Jo duduk disamping Radit. Menghela nafas begitu dalam untuk mulai bercerita. Ia tertunduk lemas menatap kosong dinding ruangan.
"Keluarga gue lagi ada masalah ekonomi, gue anak pertama harus ikut nanggung semuanya." Ia mulai bercerita dengan lirih
"Ini semua cuma buang-buang waktu"
"Gue gak mau ikut tanding karna, ya buat apa. Kadang uang hasil turnamen diambil pelatih." Kali ini ia mendengus kesal dan mengepalkan tangannya.
"Parah!" decak Pandu terbawa emosi dan mulai mendekat pada Jo.
"Alesannya sih masuk akal, jadi yaudahlah." Tutur Jo
"Gue frustasi sama keadaan sekarang, bingung ngelampiasin nya gimana. Mental gue kena saat Tim lu dengan cepet cetak skor."
"Dan gue tau, kalo lu jago banget pas shooting. " Jo menatap Radit.
"Bahkan pelatih gue bilang, hati-hati sama jersey no 21. Dan yap Beberapa menit main gue langsung bungkam sama skill lu. " Radit tersenyum mencoba menghiraukan pujian Jo.
"Gue emang jahat, berpikir pendek, dengan sengaja gue tabrak terus sikut dada lu." Ucap Jo dengan gemetar
"Tapi kejadiannya bener-bener diluar dugaan. Lu malah pingsan dan kata tim medis dari sekolah lu sekarat di mobil." Suara jo semakin gemetar, tangan kekar Radit dengan ringan merangkul bahu Jo.

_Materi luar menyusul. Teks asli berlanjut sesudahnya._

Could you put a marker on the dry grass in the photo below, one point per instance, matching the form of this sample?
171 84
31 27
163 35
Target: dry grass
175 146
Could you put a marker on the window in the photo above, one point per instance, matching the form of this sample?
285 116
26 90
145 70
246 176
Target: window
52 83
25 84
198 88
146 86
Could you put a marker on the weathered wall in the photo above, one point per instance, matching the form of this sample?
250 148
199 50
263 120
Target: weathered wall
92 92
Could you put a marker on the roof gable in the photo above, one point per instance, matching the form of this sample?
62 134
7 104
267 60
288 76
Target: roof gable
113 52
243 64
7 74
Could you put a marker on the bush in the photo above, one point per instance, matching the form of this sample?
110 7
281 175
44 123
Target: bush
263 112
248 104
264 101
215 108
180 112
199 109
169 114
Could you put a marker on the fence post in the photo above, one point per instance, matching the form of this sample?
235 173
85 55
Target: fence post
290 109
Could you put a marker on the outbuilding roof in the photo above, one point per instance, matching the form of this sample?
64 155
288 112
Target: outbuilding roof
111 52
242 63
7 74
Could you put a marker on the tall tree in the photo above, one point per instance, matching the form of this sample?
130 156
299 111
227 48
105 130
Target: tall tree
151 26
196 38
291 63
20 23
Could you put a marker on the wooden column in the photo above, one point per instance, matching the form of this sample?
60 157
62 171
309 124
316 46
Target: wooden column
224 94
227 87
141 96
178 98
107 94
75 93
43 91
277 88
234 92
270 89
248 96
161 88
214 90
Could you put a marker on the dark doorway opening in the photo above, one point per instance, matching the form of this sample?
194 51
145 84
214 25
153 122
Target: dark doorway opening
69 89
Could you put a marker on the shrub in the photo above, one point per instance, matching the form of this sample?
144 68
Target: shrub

"Bodoh banget gue tuh!" Pekik Jo yang mulai terisak
"Ngebahayain nyawa seseorang demi kepuasan gue tersendiri. " Jo sempurna menangis.
Situasi ini membuatku luluh terbawa suasana.
"Jangan nangis!" Ucap Arsen dengan dingin.
Lelaki dengan jersey nomor 07 itu ikut merangkul Jo berusaha menenangkan. Pandu juga ikut merangkul Jo, aku kira Pandu akan ikut suasana haru ini, tapi...
"Kalian lapar? Gue mau ke kantin nih. Denger cerita Jo gue jadi lapar hehehe" ucap Pandu
"Sialan!" Ucap Radit dengan menjitak kepala Pandu.
Semua tertawa, bahkan Jo berusaha mengusap air matanya yang tak tertahan.
"Kiarin lo dateng ke sini mau bunuh gue Jo, jelas banget gue lihat muka lu pas kejadian." Radit dengan spontan mengelus dadanya.
"Pas lu masuk, tangan lu didalem saku jaket kan, nah dibayangan gue lu bawa pisau atau gunting gitu atau gak shuriken soalnya kalo bawa golok ga muat. Terus lu mau bunuh gue." Radit menghela nafasnya
"Tapi gue ga boleh mikir gitu, soalnya apa yang terjadi dalam hidup gue, semua berawal dari prasangka. Jadi gue ngusir jauh-jauh pikiran itu sampe lu berdiri disini ternyata minta maaf ke gue." Radit tersenyum lebar dengan tangan yang masih mengelus dada.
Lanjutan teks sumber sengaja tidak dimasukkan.